Stepping up investments in marketing, R&D, acquisitions with a focus on skincare
Medium term, the company’s outlook is stable. Under the company’s medium term strategy, management aims to step up investments in marketing, R&D, and acquisitions to boost financial performance. Management has made clear their plans to invest an additional JPY 100 billion over three years in marketing investment, while their R&D budget will be increased to 3% of sales, matching global cosmetics market leader L’Oreal.
Shiseido has undergone a noticeable portfolio transformation with the company focusing on their skincare brands while shedding other beauty categories such as makeup and personal care. Shiseido invested in microbiome skincare brand Gallinée in September 2022 and launched a slew of skincare brands such as BAUM, EFFECTIM, conscious beauty brand Ule, and wellness inner beauty brand INRYU (which helps improve skin health from within) to name a few. The strategy holds promise as Shiseido has a heavy presence in Asia, and Asians tend to focus on skin rather than makeup, i.e., work towards the best possible skin rather than settling for average skin and concealing any flaws with makeup.
Skincare market is a USD 120+ billion market globally, and growth is forecast to be in the mid-single digits over the coming years.
Shiseido’s biggest market, Japan, generates skincare sales of around USD 17.1 billion market according to GlobalData but the market is very mature and growth is projected at low single digits. China, a USD 16 billion dollar skincare market, offers more exciting prospects with growth projected in the mid-single digits.
Risks
Covid resurgence
A new, but mild covid wave was reported to be breaking out across Asia. If lockdowns and travel bans are reinstated, the region’s beauty market recovery could be negatively impacted.
Stiff competition in skincare
L’Oreal leads the global skincare market with a broad portfolio of skincare brands. L’Oreal also leads in China, a skincare market with better growth prospects with a 5.1% market share compared with 1.2% for Shiseido and 1.6%. For Shiseido’s China-focused skincare brand Aupres.

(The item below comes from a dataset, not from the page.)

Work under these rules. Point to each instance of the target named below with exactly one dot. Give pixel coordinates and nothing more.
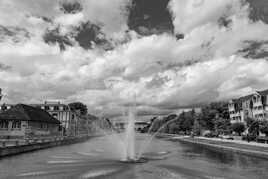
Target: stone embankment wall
(13, 150)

The market is highly fragmented with competition is stiff not only from international giants like L’Oreal and Estee Lauder but also from local players; these ‘C-Beauty’ brands from established stalwarts like Pechoin to younger upstarts like Chando (both of whom command higher market shares than any of Shiseido’s competing brands in China; 4.1% market share for Pechoin, and 3.1% market share for CHANDO) are proving to be formidable competitors.
Conclusion
Analysts are split between buy and hold.
With a forward P/E of 60, Shiseido’s valuation is higher than wide-moat market leaders in high-barriers to entry industries like surgical robot company Intuitive Surgical (forward P/E 57) (ISRG), and semiconductor lithography solutions provider ASML (forward P/E 35) (ASML). This appears to be a pricey valuation for a company with a relatively narrow competitive advantage in a fragmented, mature, low-barrier to entry industry. Shiseido’s prospects, while good, are likely baked into the stock which could be viewed as a hold.